N⁶-methyladenosine (m⁶A) is the most abundant mRNA nucleotide modification and regulates critical aspects of cellular physiology and differentiation. m⁶A is thought to mediate its effects through a complex network of interactions between different m⁶A sites and three functionally distinct cytoplasmic YTHDF m⁶A-binding proteins (DF1, DF2, and DF3). In contrast to the prevailing model, we show that DF proteins bind the same m⁶A-modified mRNAs rather than different mRNAs. Furthermore, we find that DF proteins do not induce translation in HeLa cells. Instead, the DF paralogs act redundantly to mediate mRNA degradation and cellular differentiation. The ability of DF proteins to regulate stability and differentiation becomes evident only when all three DF paralogs are depleted simultaneously. Our study reveals a unified model of m⁶A function in which all m⁶A-modified mRNAs are subjected to the combined action of YTHDF proteins in proportion to the number of m⁶A sites.
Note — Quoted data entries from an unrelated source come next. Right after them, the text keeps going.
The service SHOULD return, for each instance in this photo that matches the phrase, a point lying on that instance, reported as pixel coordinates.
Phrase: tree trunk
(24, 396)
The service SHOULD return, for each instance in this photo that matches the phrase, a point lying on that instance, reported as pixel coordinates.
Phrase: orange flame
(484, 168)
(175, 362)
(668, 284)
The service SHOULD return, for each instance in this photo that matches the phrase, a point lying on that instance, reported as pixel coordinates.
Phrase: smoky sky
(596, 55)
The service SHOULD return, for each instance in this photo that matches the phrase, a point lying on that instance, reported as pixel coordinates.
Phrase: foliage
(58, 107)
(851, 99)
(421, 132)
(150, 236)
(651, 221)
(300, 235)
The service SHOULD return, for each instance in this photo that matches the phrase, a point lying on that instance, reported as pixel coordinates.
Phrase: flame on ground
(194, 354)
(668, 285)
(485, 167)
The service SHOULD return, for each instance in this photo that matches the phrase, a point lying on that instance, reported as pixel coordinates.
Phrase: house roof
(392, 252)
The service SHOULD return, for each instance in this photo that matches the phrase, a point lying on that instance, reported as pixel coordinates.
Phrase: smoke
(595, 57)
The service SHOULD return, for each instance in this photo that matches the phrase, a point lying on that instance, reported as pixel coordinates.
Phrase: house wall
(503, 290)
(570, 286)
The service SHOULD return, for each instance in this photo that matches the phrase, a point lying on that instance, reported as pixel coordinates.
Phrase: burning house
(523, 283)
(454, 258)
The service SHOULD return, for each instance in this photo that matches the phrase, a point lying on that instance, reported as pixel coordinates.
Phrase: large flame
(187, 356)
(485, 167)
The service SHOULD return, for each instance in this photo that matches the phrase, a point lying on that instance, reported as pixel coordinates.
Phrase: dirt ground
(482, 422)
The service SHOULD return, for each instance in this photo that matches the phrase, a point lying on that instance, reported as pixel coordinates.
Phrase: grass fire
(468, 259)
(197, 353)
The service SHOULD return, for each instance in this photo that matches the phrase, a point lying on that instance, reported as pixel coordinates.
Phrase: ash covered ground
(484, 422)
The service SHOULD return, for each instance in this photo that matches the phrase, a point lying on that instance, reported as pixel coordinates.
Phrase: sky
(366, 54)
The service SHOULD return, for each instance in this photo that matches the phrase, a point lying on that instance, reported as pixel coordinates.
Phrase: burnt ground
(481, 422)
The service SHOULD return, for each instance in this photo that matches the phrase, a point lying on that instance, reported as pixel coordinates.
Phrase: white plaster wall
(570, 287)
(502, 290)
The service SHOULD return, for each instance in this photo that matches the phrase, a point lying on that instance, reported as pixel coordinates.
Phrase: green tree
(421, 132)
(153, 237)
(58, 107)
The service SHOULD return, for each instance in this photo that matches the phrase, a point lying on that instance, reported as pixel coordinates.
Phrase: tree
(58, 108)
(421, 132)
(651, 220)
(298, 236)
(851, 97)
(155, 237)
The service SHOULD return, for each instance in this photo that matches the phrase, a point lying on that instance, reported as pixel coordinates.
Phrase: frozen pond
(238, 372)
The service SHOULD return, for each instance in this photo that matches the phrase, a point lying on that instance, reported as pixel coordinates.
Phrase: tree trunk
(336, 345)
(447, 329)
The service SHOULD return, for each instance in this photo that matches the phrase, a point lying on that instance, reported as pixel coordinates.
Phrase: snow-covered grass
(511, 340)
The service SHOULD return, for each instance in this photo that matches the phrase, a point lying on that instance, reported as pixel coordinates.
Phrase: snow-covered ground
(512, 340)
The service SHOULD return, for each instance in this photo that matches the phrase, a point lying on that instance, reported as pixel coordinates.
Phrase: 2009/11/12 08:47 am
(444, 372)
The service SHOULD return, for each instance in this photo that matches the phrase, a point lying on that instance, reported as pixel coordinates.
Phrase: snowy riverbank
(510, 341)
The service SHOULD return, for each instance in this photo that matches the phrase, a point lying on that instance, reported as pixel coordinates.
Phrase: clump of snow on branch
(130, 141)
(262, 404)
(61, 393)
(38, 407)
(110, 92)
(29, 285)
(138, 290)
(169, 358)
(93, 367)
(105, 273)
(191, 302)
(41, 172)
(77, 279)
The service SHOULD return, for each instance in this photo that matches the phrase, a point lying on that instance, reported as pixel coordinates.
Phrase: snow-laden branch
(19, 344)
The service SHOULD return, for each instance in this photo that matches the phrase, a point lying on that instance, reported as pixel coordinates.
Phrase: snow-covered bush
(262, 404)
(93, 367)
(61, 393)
N ⁶ -甲基腺苷 (m ⁶ A) 是最丰富的 mRNA 核苷酸修饰，调节细胞生理学和分化的关键方面。 m ⁶ A 被认为通过不同 m ⁶ A 位点和三个功能不同的细胞质 YTHDF m ⁶ A 结合蛋白（DF1、DF2 和 DF3）之间相互作用的复杂网络来介导其作用。与流行的模型相反，我们发现 DF 蛋白结合相同的 m ⁶ A 修饰的 mRNA，而不是不同的 mRNA。此外，我们发现 DF 蛋白不会诱导 HeLa 细胞中的翻译。相反，DF 旁系同源物冗余地发挥作用来介导 mRNA 降解和细胞分化。仅当所有三种 DF 旁系同源物同时耗尽时，DF 蛋白调节稳定性和分化的能力才变得明显。我们的研究揭示了 m ⁶ A 功能的统一模型，其中所有 m ⁶ A 修饰的 mRNA 均受到 YTHDF 蛋白的联合作用，与 m ⁶ A 位点的数量成比例。